Aboriginal business groups welcome the federal loan programme as a step to help fill the estimated C$349.2bn infrastructure gap in Canada’s First Nations communities by 2030. But access to capital remains an issue, partly due to the way land is administered under Canada’s 1876 Indian Act, the federal law that administers Indian status.
“As a First Nation people, we don’t own the land that’s on the reserve. So getting a mortgage or getting a loan without having collateral has always been a barrier,” explains Tabatha Bull, the CEO of Canadian Council for Aboriginal Business.
From mothball to execution
When capital is available, direct engagement and the offer of equity stakes to indigenous groups is a way for blocked projects to move from the “mothball phase into execution phase”, says Fred Di Blasio, the founder and CEO of Longhouse Capital Partners, an investment firm focused on opportunities that advance reconciliation for First Nations across Canada.
A prominent example is the province of Ontario’s largest utility Hydro One. After years of litigation against its C$100m Waasigan transmission line project, nine First Nations reached an agreement with the company in 2022 to buy a 50% equity stake in the project.
The route to Indigenous-led ownership of Trans Mountain is far from certain, though. Calgary-based oil and gas infrastructure company Pembina Pipeline Corporation (PPC), which formed a 50-50 partnership in 2021 with WIPG to pursue full ownership of Trans Mountain, says the project is “not something [they] are spending a great deal of time on” right now.
“From our perspective, there still exists a tremendous amount of uncertainty around that asset,” said Cameron Goldade, the chief financial officer of PPC, in a quarterly earnings call on May 10.
A spokesperson for Trans Mountain tells fDi that the Canadian government “is the sole shareholder of Trans Mountain, and has stated their intention for future divestiture, which will include meaningful Indigenous ownership and participation”. But Mr Jimmie notes that there is still “uncertainty over the equity offer” to the 129 indigenous communities affected by the project.
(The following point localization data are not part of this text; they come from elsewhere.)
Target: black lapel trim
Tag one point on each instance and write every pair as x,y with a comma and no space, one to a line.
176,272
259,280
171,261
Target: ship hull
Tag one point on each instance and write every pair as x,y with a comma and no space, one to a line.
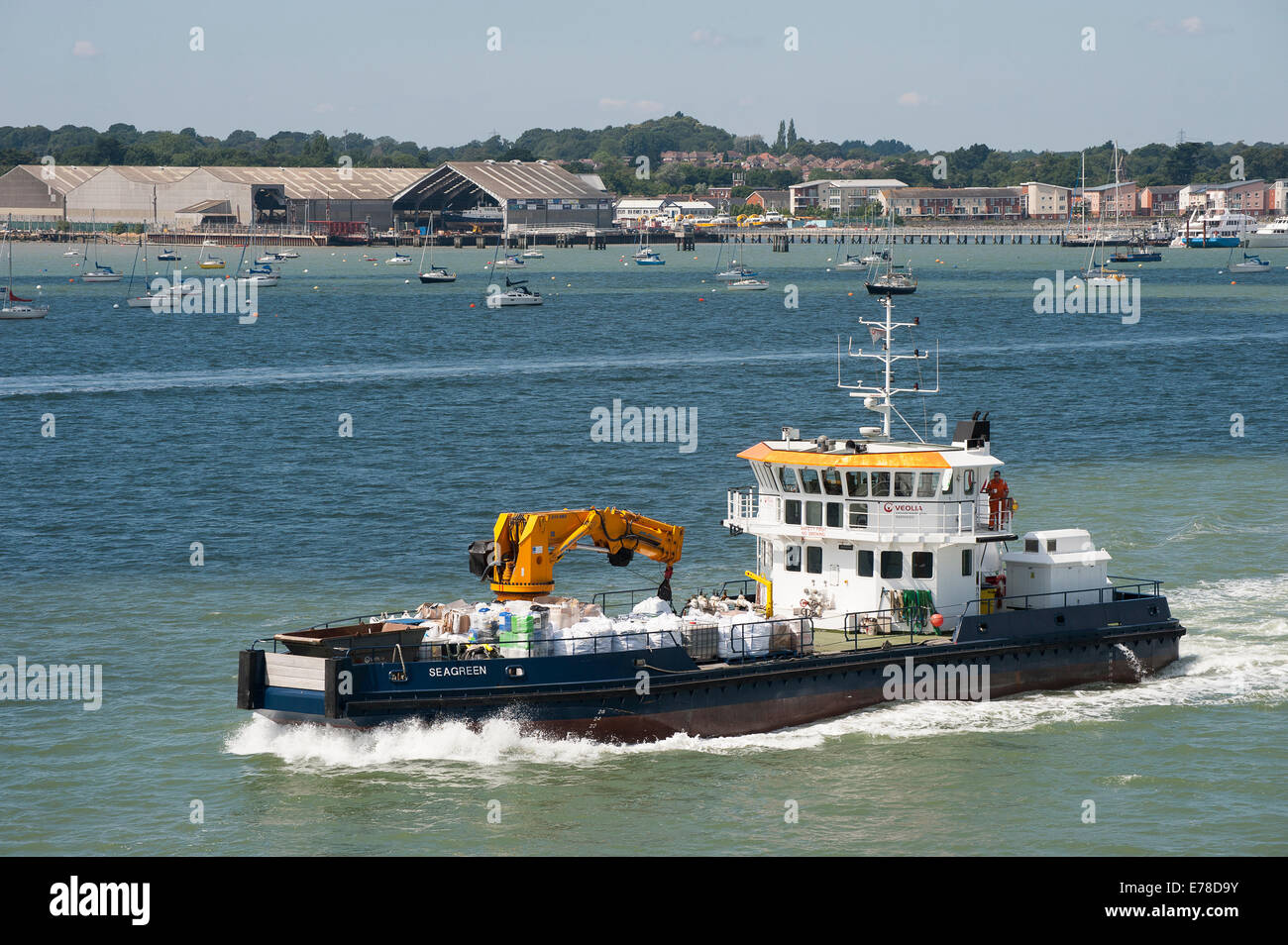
600,696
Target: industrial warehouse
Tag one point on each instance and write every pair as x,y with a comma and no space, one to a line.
336,201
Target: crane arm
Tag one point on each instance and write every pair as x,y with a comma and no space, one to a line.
519,561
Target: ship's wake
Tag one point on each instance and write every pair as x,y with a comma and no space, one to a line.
1235,652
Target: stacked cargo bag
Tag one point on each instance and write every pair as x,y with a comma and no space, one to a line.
665,630
700,636
590,635
737,640
785,636
516,640
630,634
651,606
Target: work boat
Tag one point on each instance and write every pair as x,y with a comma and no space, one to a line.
884,570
“If we’re looking at the full divestiture of the asset, we can’t actually get into the data room and do the valuation,” says Mr Jimmie, who says currently they are waiting on the government. Some observers believe that this process may be stalled until after the country’s federal election in October 2025.
Earlier engagement is key
Given the Trans Mountain expansion took more than a decade to begin operations after legal battles and opposition, Canadian indigenous groups argue that earlier engagement would help fast-track these major projects. “If you can have communities involved from the beginning, you have a much better chance of having success,” says Mr Jimmie.
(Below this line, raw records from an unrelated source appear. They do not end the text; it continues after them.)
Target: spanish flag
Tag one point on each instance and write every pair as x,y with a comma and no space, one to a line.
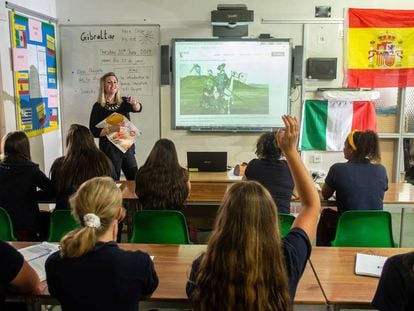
380,48
326,124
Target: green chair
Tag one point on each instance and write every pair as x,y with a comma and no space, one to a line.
6,226
61,222
364,229
159,227
285,223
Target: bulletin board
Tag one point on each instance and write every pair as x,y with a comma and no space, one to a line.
35,74
133,53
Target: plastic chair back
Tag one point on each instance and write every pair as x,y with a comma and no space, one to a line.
61,222
285,223
159,227
6,226
364,229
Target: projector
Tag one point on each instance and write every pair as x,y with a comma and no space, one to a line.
231,14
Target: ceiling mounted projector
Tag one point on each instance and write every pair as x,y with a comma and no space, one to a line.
231,15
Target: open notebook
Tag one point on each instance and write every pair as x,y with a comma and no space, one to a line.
370,265
36,256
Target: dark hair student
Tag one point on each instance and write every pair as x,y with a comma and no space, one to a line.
82,161
161,183
90,261
20,180
254,267
395,289
361,182
272,171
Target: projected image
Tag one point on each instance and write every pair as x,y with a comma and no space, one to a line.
221,90
230,84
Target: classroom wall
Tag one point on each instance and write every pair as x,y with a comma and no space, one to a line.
44,148
191,19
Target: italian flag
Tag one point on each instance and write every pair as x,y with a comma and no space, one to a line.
326,124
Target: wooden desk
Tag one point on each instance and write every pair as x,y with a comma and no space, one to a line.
210,187
334,268
206,187
173,265
207,191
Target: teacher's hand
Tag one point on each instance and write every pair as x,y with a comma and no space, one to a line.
134,103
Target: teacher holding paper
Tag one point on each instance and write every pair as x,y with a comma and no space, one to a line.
110,101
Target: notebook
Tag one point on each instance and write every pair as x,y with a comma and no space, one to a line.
215,161
36,256
370,265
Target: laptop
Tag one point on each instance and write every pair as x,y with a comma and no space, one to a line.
207,161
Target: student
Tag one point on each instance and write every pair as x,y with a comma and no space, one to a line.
19,180
91,272
247,266
271,171
16,274
110,101
361,182
82,161
395,289
161,183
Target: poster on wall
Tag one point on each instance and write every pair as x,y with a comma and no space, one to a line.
35,74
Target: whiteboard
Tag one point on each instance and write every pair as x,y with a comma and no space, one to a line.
133,53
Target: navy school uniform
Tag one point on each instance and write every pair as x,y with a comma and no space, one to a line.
105,278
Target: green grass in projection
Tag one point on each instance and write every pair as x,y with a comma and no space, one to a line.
200,96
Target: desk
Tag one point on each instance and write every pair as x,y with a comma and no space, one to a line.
210,187
206,187
334,268
173,264
207,191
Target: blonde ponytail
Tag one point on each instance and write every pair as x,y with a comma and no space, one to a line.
98,196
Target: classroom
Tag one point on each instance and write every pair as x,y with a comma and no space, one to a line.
84,37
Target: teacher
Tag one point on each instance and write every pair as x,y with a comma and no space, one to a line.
110,101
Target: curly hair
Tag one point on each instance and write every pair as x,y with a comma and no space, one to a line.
161,183
266,147
364,145
82,161
244,266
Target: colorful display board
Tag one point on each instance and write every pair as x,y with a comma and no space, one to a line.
35,74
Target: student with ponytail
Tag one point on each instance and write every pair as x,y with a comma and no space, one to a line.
91,272
247,266
361,182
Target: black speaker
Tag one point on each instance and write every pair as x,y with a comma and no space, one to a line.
321,68
297,66
165,65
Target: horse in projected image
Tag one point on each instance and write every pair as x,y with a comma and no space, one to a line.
218,96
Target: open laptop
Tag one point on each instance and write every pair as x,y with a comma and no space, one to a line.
207,161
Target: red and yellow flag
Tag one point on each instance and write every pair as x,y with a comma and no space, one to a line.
380,48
There needs to be “greater awareness” of the opportunities to work in partnership with the Indigenous Peoples of Canada, which helps projects to get community buy-in and fast-tracks the planning and permitting process, argues Mark Magnacca, the CEO of gigCMO, who co-organised an inaugural Canadian indigenous investment summit held in the City of London on May 7.
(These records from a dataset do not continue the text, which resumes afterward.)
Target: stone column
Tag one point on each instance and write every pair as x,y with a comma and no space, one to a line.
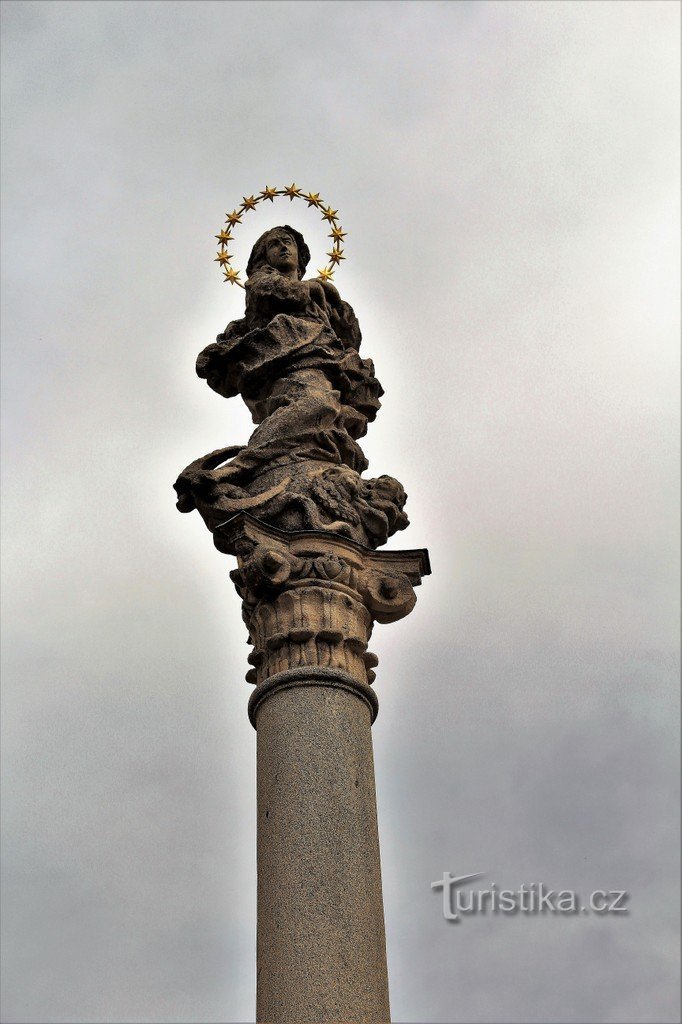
309,601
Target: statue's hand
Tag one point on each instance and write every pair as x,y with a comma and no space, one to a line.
331,292
316,293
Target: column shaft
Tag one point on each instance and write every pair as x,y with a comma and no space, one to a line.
322,951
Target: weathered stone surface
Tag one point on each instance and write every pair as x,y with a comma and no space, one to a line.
304,524
312,598
321,942
294,358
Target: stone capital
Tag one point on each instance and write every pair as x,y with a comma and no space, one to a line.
309,602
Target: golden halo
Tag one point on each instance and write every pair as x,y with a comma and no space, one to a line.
250,203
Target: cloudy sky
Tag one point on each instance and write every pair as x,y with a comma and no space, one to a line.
508,177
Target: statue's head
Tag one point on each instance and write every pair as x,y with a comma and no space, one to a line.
282,248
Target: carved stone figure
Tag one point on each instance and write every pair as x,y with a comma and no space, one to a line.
294,508
294,357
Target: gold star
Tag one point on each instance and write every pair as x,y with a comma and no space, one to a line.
231,275
336,256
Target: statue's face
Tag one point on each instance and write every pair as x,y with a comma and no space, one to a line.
282,252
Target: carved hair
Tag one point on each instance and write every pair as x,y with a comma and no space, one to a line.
258,257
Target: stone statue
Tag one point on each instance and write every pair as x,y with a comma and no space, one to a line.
294,357
294,509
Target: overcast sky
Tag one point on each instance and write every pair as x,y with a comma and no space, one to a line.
508,177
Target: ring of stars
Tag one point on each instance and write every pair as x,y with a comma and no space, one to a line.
337,233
The expanded pipeline enables greater oil exports from the west coast of Canada. As such, the path to inclusion and benefit for indigenous people is uncertain even if the WIPG’s bid succeeds. For Mr Jimmie, his ‘internal conflict’ around owning a fossil fuel project he once opposed is about looking to the future of his community.
“If we can leverage the revenues that we gain off of crude oil, we can think about solar, wind, hydrogen, whatever it may be coming next,” he says.